Career Is Passion For FLETC Employee
by U.S. Department of Homeland Security Jennifer Scales
November 15, 2020
Nestled between the cities of Roswell to the north and Carlsbad to the south, lies Artesia, New Mexico, one of the Training Delivery Points (TDP) for the Federal Law Enforcement Training Centers (FLETC).
There, you will also find Law Enforcement Specialist Amanda DeMontigny (dah-mont’-nee).
November 12, 2020 - Amanda DeMontigny, far left, shares some time from law enforcement instruction with fellow Federal Law Enforcement Training Centers instructors in Artesia, New Mexico. (U.S. Department of Homeland Security Courtesy Photo)
DeMontigny works in the General Training Branch at the Artesia TDP. She serves alongside partner organizations, Customs and Border Protection (CBP) and Air Marshals to deliver the Uniformed Police Training Program (UPTP).
“I specialize as one of four drug custodians at FLETC,” DeMontigny said.
After graduating from the University of North Dakota with degrees in criminal justice and sociology, DeMontigny began her career in the government with Border Patrol and moved to the Bureau of Indian Affairs (BIA) With BIA, she held posts as a Training Sergeant and Special Agent for the Division of Drug Enforcement.
“After BIA, I came to FLETC because of my desire to teach and do some ‘hands-on’ training out in the field,” DeMontigny said. “I wanted to be a part of making a difference.”
DeMontigny has familiarity with the North Dakota area because she grew up in Grand Forks but all her family is from the reservation in Belcourt, which is the Turtle Mountain Band of Chippewa Indians.
She credits many of the strong women in her family, along with her father, for instilling in her the strong values she continues to cherish.
“My mother, Myra, became a nurse who got her degree and went back to the reservation to help,” DeMontigny reflects.
Debbie Jeanotte (jah-not’), an aunt, is also a nurse. Janice Morley, another aunt, went to law school and then became the assistant U.S. attorney for North Dakota. Her youngest aunt, Diane Schroeder, is the owner of a trucking company in Devils Lake, N.D.
Her grandmother, Joyce Schroeder, was also a trucker and was there to support all of her family.
“My father, Clark, along with the rest of the women, were all independent and never relied on anyone to do what they could do themselves, which is what I go by today,” DeMontigny said.
When she is not at work, DeMontigny enjoys adding to her 20-year span of running or doing anything outdoors.
“I like to participate in 5k’s and 10K’s when I get a chance, in addition to anything relating to camping and hiking,” DeMontigny said. “Being a life-long Chicago Bears fan, I love to go to their football games or take in an outdoor local band concert.”

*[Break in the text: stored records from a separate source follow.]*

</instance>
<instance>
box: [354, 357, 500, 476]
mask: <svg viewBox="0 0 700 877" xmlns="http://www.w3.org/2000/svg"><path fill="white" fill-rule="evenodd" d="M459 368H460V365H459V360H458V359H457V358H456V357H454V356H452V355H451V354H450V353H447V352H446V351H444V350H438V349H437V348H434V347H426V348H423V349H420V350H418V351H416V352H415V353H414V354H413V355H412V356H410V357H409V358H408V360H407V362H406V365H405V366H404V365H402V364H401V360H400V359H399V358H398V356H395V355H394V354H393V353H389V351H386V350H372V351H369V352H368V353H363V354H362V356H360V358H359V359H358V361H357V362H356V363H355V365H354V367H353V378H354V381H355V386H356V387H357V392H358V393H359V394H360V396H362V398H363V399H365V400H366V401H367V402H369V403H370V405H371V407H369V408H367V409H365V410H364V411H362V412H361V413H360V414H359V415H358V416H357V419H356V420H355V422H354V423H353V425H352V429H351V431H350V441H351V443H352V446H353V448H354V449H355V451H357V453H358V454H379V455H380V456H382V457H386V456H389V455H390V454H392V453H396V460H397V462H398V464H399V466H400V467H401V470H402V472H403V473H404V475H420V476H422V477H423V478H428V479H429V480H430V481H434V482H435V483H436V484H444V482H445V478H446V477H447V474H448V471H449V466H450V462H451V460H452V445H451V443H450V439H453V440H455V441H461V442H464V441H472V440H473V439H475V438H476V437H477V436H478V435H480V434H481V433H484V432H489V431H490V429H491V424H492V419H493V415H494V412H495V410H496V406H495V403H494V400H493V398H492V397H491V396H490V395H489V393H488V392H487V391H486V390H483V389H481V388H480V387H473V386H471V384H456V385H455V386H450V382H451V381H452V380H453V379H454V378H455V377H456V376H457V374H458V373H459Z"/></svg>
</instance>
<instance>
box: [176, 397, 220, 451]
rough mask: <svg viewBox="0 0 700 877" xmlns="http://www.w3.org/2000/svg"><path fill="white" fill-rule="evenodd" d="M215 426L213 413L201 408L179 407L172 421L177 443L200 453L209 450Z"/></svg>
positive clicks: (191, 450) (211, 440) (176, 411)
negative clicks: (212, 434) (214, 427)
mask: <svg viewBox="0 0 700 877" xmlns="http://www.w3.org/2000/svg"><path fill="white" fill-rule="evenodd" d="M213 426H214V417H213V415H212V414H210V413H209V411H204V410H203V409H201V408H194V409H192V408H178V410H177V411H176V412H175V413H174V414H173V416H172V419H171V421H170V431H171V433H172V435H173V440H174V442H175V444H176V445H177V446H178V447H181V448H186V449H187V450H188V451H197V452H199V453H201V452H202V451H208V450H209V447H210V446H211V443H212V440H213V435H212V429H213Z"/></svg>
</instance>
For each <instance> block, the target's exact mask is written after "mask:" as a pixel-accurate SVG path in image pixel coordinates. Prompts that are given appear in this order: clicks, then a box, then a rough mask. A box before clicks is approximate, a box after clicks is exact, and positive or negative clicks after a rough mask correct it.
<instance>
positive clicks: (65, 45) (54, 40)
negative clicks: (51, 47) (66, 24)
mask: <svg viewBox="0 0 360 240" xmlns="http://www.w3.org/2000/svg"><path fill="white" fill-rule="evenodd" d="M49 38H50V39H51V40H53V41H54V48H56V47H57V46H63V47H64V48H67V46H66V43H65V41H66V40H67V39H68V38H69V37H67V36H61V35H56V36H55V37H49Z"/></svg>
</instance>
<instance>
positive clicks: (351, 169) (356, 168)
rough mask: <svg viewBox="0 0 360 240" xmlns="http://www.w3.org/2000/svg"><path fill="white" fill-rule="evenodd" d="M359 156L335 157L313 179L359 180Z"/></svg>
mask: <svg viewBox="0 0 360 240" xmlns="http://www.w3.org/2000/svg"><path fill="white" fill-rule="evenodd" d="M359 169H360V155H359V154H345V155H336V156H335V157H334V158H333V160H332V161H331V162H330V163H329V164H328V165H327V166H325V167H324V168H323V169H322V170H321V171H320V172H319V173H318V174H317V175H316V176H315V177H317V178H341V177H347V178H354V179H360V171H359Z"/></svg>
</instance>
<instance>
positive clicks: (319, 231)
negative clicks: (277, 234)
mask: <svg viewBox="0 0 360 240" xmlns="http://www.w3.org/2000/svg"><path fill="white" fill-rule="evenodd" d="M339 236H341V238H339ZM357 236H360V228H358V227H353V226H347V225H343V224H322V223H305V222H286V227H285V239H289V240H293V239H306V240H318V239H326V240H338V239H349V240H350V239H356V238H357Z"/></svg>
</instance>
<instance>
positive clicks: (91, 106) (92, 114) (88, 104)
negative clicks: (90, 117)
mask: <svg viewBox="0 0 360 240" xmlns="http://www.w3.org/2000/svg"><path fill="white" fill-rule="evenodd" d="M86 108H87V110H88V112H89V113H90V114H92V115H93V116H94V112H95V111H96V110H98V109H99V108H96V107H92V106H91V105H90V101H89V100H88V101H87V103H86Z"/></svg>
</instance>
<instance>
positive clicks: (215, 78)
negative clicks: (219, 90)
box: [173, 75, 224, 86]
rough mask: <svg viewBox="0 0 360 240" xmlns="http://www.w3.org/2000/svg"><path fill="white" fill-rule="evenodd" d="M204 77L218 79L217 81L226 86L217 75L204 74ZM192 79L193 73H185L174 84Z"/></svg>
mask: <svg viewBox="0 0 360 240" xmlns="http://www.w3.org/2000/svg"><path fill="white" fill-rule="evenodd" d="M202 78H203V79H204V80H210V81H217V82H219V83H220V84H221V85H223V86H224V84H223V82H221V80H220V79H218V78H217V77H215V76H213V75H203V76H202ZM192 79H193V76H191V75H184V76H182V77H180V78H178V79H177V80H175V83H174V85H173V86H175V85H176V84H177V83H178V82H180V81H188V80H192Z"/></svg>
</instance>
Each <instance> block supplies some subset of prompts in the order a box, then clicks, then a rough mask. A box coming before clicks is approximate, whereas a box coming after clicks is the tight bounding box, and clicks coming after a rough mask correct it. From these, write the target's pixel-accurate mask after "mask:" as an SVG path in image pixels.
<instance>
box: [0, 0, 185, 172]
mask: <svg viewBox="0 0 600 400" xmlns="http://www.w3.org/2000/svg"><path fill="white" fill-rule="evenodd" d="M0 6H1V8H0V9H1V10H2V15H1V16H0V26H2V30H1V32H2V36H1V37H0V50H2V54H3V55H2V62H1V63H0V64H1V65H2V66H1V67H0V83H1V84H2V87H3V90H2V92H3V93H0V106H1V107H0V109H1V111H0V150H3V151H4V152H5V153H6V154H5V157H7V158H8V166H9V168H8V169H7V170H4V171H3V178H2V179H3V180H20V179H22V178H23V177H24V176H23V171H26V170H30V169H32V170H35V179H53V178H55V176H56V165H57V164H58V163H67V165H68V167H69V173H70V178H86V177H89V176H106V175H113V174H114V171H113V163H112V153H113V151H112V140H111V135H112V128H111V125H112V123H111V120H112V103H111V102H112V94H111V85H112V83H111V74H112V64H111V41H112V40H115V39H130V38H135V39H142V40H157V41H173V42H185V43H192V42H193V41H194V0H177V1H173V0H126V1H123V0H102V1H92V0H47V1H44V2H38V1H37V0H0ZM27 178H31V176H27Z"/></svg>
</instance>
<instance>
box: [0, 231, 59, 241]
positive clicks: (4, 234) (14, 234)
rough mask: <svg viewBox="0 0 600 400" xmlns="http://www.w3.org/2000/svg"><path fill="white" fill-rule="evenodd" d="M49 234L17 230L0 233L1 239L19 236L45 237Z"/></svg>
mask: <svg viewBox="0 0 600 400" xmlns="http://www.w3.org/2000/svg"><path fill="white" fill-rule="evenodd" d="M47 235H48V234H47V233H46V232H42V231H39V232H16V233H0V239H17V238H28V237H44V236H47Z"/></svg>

There have been challenges she has faced, DeMontigny admits, but with the family love and support she received while growing up, she is able to overcome them.
“I am in a field that is typically set up for men,” DeMontigny said. “But I love my job, and that keeps me going. If you find a job…a career that you love, you never work a day in your life. It becomes your passion and you can accomplish anything.”
The Federal Law Enforcement Training Centers (FLETC) is known for delivering training curriculum to some of the best law enforcement personnel in the world. FLETC also has a culturally diverse staff who provide instruction and support to those seeking training.